Si vu du port l’océan arborait un aspect pacifique, une fois au large l’illusion ne persistait guère. On aurait dit un gigantesque reptile ondulant violemment, décrivant des creux et des bosses et le bateau épousait fidèlement les méandres de la bête mugissante.

L’âpreté du sol se lisait sur le visage fermé des femmes, entièrement vêtues de noir, et sur la face burinée, sculptée par vents et marées, des hommes.

Les vagues s’écrasaient sèchement à un rythme constant. Elles s’étalaient, se retiraient, revenaient encore et le mouvement, monotone comme le tic-tac d’une horloge, finissait par endormir l’esprit.

Tous les ports se ressemblent, l’océan est le même partout, tantôt rieur, tantôt chagrin. Pourtant je reconnaîtrais mon île entre toutes.

C’est comme un film triste au cinéma, tu pleures, tu t’apitoies mais ce n’est pas pour autant que ta vie en est bouleversée. À la fin de la séance, tu essuies tes larmes et tu oublies. Là c’est pareil.

Malgré l’obscurité, je distinguais les larmes qui brillaient au bord de ses yeux. On aurait dit deux perles irisées, enserrées dans leur prison de cils.

J’avais peur de ce monde d’adultes que j’entrevoyais et qui m’aspirait inexorablement.

« À l’avenir, me promis-je, avant toute réaction intempestive (genre “je me drape dans ma dignité”) face à un litige quel qu’il soit, interroge-toi d’abord sur ta propre responsabilité. » Avais-je assez de générosité pour souscrire à ce principe ?

Autant je contrôlais parfaitement ma vie jusqu’alors, et peu importe qu’elle ronronnât ou que ce fût une enveloppe presque vide, autant je me demandais ce qu’il allait advenir de moi à l’issue de tous ces événements traumatisants.

Mes pensées étaient aussi embrouillées que la perspective que je découvrais de ma fenêtre.

Moi qui, en tout temps, en tous lieux, trouvais toujours à m’occuper, ne serait-ce qu’à rêver, voilà que l’absence d’activités me rendait morose.

Pour rapprocher deux êtres, il faut plus que le décider : des points communs, une même sensibilité, se divertir, s’émouvoir ou s’offenser des mêmes choses…

Au lieu d’attaquer d’emblée une langue relativement complexe, le professeur essayait de susciter en nous le désir de l’apprendre.

De peine, je n’en avais plus. Mon cœur était mort et c’était bien ainsi. Ma conversion en adulte, et en adulte indifférente à tout, s’était opérée à mon corps défendant. Mais cela était et me vaudrait peut-être une suite de parcours sans autres égratignures.

Dorénavant j’étais capable de me souvenir des êtres et non plus uniquement de leurs souffrances, celles qui jusqu’alors avaient alimenté les miennes.

Elle redoutait qu’à la faveur de la nuit, les fantômes du passé ne surgissent et ne l’entraînent avec eux dans un abîme sans fond qui l’engloutirait à jamais.

Elle aimait aussi la pluie.
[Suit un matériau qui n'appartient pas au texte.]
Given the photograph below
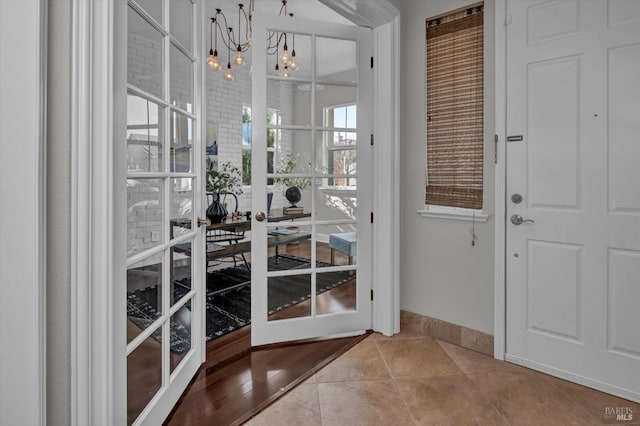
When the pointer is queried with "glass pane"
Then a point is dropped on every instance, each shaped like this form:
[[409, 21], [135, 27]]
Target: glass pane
[[144, 295], [289, 297], [335, 107], [289, 246], [336, 292], [181, 13], [299, 43], [293, 104], [145, 135], [144, 375], [181, 143], [144, 214], [180, 335], [181, 273], [181, 80], [293, 150], [335, 202], [228, 299], [181, 201], [342, 162], [144, 55], [153, 8], [327, 49], [336, 245]]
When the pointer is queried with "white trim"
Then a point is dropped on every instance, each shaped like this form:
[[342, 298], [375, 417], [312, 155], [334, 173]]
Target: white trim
[[99, 371], [23, 39], [386, 179], [499, 320], [454, 213]]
Lors des grosses averses, les quais étaient déserts et elle s’accoudait au parapet pour contempler les gouttes rebondir sur la surface de la mer. Cela faisait comme un voile de perles qui s’élevait au-dessus de l’écume des vagues.

Les excuses qu’elle se donnait pour justifier son émoi, elle en avait conscience, ressemblaient davantage à de la psychologie de bazar qu’à une véritable explication rationnelle.

Elle n’était pas malade. Elle s’éteignait comme une chandelle.

Des déceptions, tu en auras partout. Les gens sont par essence décevants. Alors si en plus tu rajoutes un lieu qui ne te satisfait pas, une façon de pratiquer ton métier qui ne te sied pas, c’est trop de désappointements à la fois.

Oublier c’était renier les raisons qui lui avaient permis de grandir, de s’aguerrir, de se façonner dans les deuils, les chagrins, pour finalement renaître, reconstruite, fortifiée, apaisée.